So, clearly, we approve. We’re proud of their efforts and accomplishments, and we trust the learning will put them in a good place for enjoyable ways to support themselves and their families in the decades to come.
But, while the degrees are good mileposts in their lives, I’m more concerned with their virtues than their knowledge. Learning is good, when combined with faithful following of God’s laws. It can make you better able to serve, and to be a happier person.
So I was attuned to thinking about higher education as I came across a few things recently.
I read an interview with Dennis Prager, about why the Ten Commandments are still the best moral code. Since that’s an assertion I make in the Civilization portion of the Spherical Model, I was interested in what he said. One of his discoveries, during college years, was that if there is no God, there is no wisdom. He said,
Without God, there are no moral truths. There are only moral opinions. There are good atheists, there are bad religious people. Everyone who has eyes to see and ears to hear knows that. If an atheist has similar opinions to the Ten Commandments, I breathe a sigh of relief. But that’s irrelevant to the question of whether there is moral truth if there is no moral God. When I debated at Oxford, I debated an atheist professor of philosophy on this very issue. The first thing he said was, “Dennis Prager is right, if there is no God, ethics are subjective.”
Prager added this comparison:
It is as if a man or a woman who has been trained their whole life in medicine sees some unbelievably obvious sign of skin cancer and just says, “This person has this lesion on his skin” and then describes every cancer symptom but not once mentions cancer. Nor does the oncologist note that the patient had been a lifeguard for 15 years, standing under the sun with their skin exposed to the sun all that time. And that’s not even as absurd as this professor not mentioning the absence of God and religion. It shows you how deep the rejection of God is in academia that you could see all the symptoms of absence of God and not mention God.
Prager and the interviewer go through the Ten Commandments in turn. When dealing with “Thou shalt have no other Gods before me,” he mentions education as a substitute for God:
Take education, for example. Education is magnificent. That’s the reason it’s a false God—because it is so wonderful and so valuable. But education as an end in and of itself produces well-educated barbarians. I’ll give you a very dramatic example. In 1941, there was a conference at Wannsee, outside of Berlin. The Wannsee Conference was where the Nazis decided to exterminate the Jews of Europe. There were 14 high-ranking Nazis there, deciding on the genocide of the Jews. Of the 14, seven had Ph.D.’s.
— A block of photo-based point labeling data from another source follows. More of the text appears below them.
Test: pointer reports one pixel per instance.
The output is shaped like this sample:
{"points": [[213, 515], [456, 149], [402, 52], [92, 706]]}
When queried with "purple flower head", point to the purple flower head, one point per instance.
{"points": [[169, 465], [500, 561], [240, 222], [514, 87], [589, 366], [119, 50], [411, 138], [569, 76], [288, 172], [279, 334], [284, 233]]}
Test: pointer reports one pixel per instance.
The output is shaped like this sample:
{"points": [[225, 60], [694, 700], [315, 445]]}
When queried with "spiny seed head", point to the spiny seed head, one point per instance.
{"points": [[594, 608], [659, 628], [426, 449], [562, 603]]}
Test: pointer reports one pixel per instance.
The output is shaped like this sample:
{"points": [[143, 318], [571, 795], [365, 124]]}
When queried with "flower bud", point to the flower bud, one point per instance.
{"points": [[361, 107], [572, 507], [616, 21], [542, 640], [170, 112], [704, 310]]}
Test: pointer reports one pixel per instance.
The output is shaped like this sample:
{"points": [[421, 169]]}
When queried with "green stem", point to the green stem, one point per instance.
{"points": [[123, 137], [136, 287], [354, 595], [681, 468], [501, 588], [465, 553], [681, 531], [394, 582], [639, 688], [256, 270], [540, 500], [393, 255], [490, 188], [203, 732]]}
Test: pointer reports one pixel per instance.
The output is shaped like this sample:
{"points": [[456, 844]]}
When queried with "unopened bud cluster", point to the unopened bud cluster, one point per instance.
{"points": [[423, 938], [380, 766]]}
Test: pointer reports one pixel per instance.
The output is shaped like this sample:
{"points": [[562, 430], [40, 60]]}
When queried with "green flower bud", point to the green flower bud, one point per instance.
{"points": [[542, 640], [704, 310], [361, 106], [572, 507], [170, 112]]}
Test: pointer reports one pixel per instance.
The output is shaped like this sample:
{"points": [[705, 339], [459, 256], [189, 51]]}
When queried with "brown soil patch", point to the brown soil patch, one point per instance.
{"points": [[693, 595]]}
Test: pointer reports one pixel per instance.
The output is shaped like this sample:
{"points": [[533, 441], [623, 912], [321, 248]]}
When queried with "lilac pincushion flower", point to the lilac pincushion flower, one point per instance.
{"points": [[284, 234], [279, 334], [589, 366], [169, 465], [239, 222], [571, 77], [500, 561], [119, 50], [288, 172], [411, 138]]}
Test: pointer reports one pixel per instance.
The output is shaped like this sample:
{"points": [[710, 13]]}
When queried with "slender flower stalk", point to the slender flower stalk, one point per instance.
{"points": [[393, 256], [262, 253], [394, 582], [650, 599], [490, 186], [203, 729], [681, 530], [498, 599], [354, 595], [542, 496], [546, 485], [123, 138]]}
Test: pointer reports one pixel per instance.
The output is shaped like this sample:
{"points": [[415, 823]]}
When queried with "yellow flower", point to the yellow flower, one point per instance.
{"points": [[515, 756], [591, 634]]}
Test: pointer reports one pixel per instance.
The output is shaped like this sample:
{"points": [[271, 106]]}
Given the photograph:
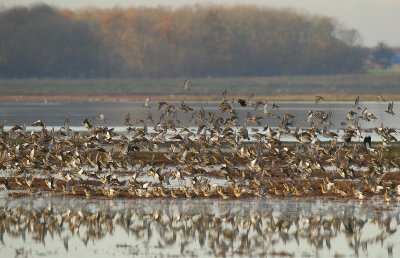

That should be sobering.
Similarly, overwhelmingly the only people in the West who supported Stalin were intellectuals. The record of intellectuals, secular intellectuals, is a moral disaster.
That brought to mind the scripture at the top of this post. Connect learning with counsel from God, and you’re a better servant to God. But learn while ignoring God’s counsel, and you’re proud but miserably stuck in the savagery zone.
During the past two weeks I’ve been looking over the oral arguments before the Supreme Court regarding marriage. It puzzles me when very well educated people miss some basics, such as the importance of a mother and a father to a child, the importance of family as the basic unit of civilization, and the difference between a right to marry a person of the opposite sex according to law and millennia of practice and the “right to marry” anyone one chooses.
Enough of that for today, but I was reminded of a conversation I had a decade or so ago with Richard Wilkins, a constitutional law professor who valiantly fought to defend marriage. We were discussing some of the chain of SCOTUS decisions leading to where we are now, and I, with my mere bachelor’s degree, said, “That doesn’t make any sense at all,” not because I couldn’t understand, but because I could see clearly. He said (I’m paraphrasing, because of inexact memory), “It takes years of advanced education to come to a conclusion that wrong.”
Another story I came across this week was about a professor at the University of Warwick, England, who makes the claim that reading bedtime stories to your children puts unfairly disadvantages children who don’t have parents who read to them. There’s a simple solution: encourage parents to read to their children. But that’s not what this PhD elite suggests: the good parents should withhold reading from their children in their own home, to even things out—or, at the very least, those good parents ought to feel guilty about it. And he thinks any kind of alternative to public schooling “cannot be justified.” He even toyed with the idea that we ought to do away with families, except that he couldn’t, unfortunately, get around the natural benefits to children from caring parents.
I would logically conclude this man is an idiot—except for his obvious ability to read, study, gather information. He simply lacks the ability to draw reasonable conclusions from obvious information. He lacks wisdom. Because, “when they are learned they think they are wise…wherefore, their wisdom is foolishness and it profiteth them not.”
You know the story of the Emperor's New Clothes? The hero of the story is the young boy who told the truth—thus freeing everyone else to admit they saw the truth too. We need more of those hero children.
As Gordon B. Hinckley said, “If you don’t stand for something, you’ll fall for anything.” [This quote is attributed to many people, possibly earliest to Alexander Hamilton. But I first heard it from President Hinckley.] Stand with God, and you stand on a firm foundation that will last through rain wind, and earthquakes. Stand firm no matter what the madding crowd may say.